06:56:26 [mwext-node20-docs-publish] $ /bin/bash -xe /tmp/jenkins6181861359729857836.sh
06:56:26 + set -euxo pipefail
06:56:26 + docker ps -q --filter label=jenkins.job=mwext-node20-docs-publish --filter label=jenkins.build=4818
06:56:26 + xargs --no-run-if-empty docker stop
06:56:26 [PostBuildScript] - [INFO] Executing post build scripts.
06:56:26 [mwext-node20-docs-publish] $ /bin/bash /tmp/jenkins8055869012480843700.sh
06:56:26 + set +x
06:56:26 + exec docker run --entrypoint=/usr/bin/find --user=root --volume /srv/jenkins/workspace/mwext-node20-docs-publish:/workspace --security-opt seccomp=unconfined --init --rm --label jenkins.job=mwext-node20-docs-publish --label jenkins.build=4818 --env-file /dev/fd/63 docker-registry.wikimedia.org/bookworm:latest /workspace -mindepth 1 -delete
06:56:26 ++ set +x
06:56:27 [mwext-node20-docs-publish] $ /bin/bash -xe /tmp/jenkins4038843988122693634.sh
06:56:27 + echo 'Listing potentially remaining files in workspace for T282893'
06:56:27 Listing potentially remaining files in workspace for T282893
06:56:27 + ls -laF --color=always
06:56:27 total 8
06:56:27 drwxr-xr-x  2 jenkins-deploy wikidev 4096 Sep 21 10:56 ./
06:56:27 drwxrwxr-x 20 jenkins-deploy wikidev 4096 Sep 21 10:53 ../
06:56:27 [mwext-node20-docs-publish] $ /bin/bash -xe /tmp/jenkins14690048591247215757.sh
06:56:27 + set -u
06:56:27 + rmdir /srv/jenkins/workspace/mwext-node20-docs-publish
06:56:27 Finished: FAILURE

As a result, the CodeMirror docs are not being updated. I tried to repeat what was done before, but I am not a member of the integration VPS project.

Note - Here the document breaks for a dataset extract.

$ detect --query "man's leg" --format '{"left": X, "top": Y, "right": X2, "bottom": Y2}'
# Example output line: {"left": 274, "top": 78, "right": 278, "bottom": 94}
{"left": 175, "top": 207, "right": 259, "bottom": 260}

I'd say for CodeMirror, we need to bust the cache maybe 1-2 times a month. I'm wondering if I could possibly be added to the integration project so that I can clear the cache myself?

Event Timeline

Mentioned in SAL (#wikimedia-releng) [2025-09-22T10:10:09Z] <James_F> sudo -u jenkins-deploy rm -rf /srv/castor/castor-mw-ext-and-skins/master/mwext-node20-docs-publish/ # T405166

Should now be fixed.

I'd say for CodeMirror, we need to bust the cache maybe 1-2 times a month

That seems extremely high; this is possibly made worse by the recent work to remove CI recursal, perhaps?

I'd say for CodeMirror, we need to bust the cache maybe 1-2 times a month

That seems extremely high; this is possibly made worse by the recent work to remove CI recursal, perhaps?

I'm not sure, but CodeMirror makes heavy use of NPM modules. Occasionally we need to bump packages, and I suspect that contributes to why this issue happens to CodeMirror so often.